Córdoba y San Luis son las dos provincias que aún continúan con focos activos -en el departamento de Punilla y en el parque provincial Bajo de Veliz, respectivamente- mientras otras seis provincias siguen afectadas por los incendios, aunque con el fuego controlado o bajo guardia de cenizas (Catamarca, Entre Ríos, Santa Fe, La Rioja, Salta y Santiago del Estero), informó hoy el Servicio Nacional de Manejo del Fuego (SNMF).

El Valle de Punilla y el departamento Ischillín fue el principal sector en el que los bomberos debieron combatir las llamas en las últimas semanas en Córdoba, con complicaciones por los factores climáticos adversos, e incluso hubo que lamentar la pérdida total o parcial de más de 20 viviendas en las cercanías de Capilla del Monte y Charbonier, donde “están todos los incendios controlados”, aseguró el secretario de Gestión de Riesgo Climático y Catástrofes, Claudio Vignetta.

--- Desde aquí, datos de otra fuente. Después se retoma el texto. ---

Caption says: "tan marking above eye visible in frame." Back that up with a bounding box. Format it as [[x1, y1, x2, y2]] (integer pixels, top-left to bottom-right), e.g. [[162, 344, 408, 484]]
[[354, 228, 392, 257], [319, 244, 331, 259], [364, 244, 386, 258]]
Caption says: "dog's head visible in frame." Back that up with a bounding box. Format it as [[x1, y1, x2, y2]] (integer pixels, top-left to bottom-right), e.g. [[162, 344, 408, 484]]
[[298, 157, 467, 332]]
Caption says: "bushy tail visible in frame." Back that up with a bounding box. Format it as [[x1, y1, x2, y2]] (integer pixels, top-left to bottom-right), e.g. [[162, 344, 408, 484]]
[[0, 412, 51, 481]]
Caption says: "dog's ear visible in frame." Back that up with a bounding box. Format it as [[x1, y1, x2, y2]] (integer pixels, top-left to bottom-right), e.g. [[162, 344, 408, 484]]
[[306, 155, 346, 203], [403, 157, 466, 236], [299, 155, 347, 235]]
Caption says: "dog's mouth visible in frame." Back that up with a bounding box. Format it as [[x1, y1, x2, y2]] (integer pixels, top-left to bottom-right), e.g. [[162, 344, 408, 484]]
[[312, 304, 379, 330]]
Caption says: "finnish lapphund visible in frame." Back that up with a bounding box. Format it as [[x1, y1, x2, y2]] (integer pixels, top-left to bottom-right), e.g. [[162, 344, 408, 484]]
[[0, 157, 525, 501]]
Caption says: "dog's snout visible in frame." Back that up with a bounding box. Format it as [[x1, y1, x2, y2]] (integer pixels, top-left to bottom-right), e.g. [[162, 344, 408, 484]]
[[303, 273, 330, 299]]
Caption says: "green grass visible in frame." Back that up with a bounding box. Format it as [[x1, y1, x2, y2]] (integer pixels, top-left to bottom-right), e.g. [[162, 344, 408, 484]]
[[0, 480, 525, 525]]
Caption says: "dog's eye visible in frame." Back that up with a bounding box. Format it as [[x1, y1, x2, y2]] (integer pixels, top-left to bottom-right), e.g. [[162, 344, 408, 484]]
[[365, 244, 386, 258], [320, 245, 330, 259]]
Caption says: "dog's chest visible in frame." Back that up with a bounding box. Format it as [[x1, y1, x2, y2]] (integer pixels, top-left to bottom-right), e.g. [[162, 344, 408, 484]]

Ante esta emergencia socioambiental, el Instituto Multidisciplinario de Biología Vegetal (IMBIV) manifestó su preocupación por:

1) Las declaraciones que se han realizado desde el gobierno provincial respecto a que los incendios se explican por las condiciones climáticas. Tales declaraciones evidencian un desconocimiento alarmante respecto a las causas del inicio de la mayoría de los incendios registrados en la provincia de Córdoba, determinadas como humanas e intencionales en la mayoría de los casos (como se desprende de los informes de Defensa Civil e información de prensa). Si bien los ambientes del centro y norte de Córdoba presentan históricamente un patrón estacional en las precipitaciones, con un invierno seco y ventoso altamente favorable para la propagación del fuego, tal vez agudizado por el cambio climático, resulta inadmisible atribuir los presentes incendios a causas naturales como, por ejemplo, la caída de un rayo. En este sentido, preocupa la inacción de todo el arco político y judicial para determinar quiénes son los responsables materiales e intelectuales de estos incendios que constituyen delitos socioambientales gravísimos en contra de la sociedad.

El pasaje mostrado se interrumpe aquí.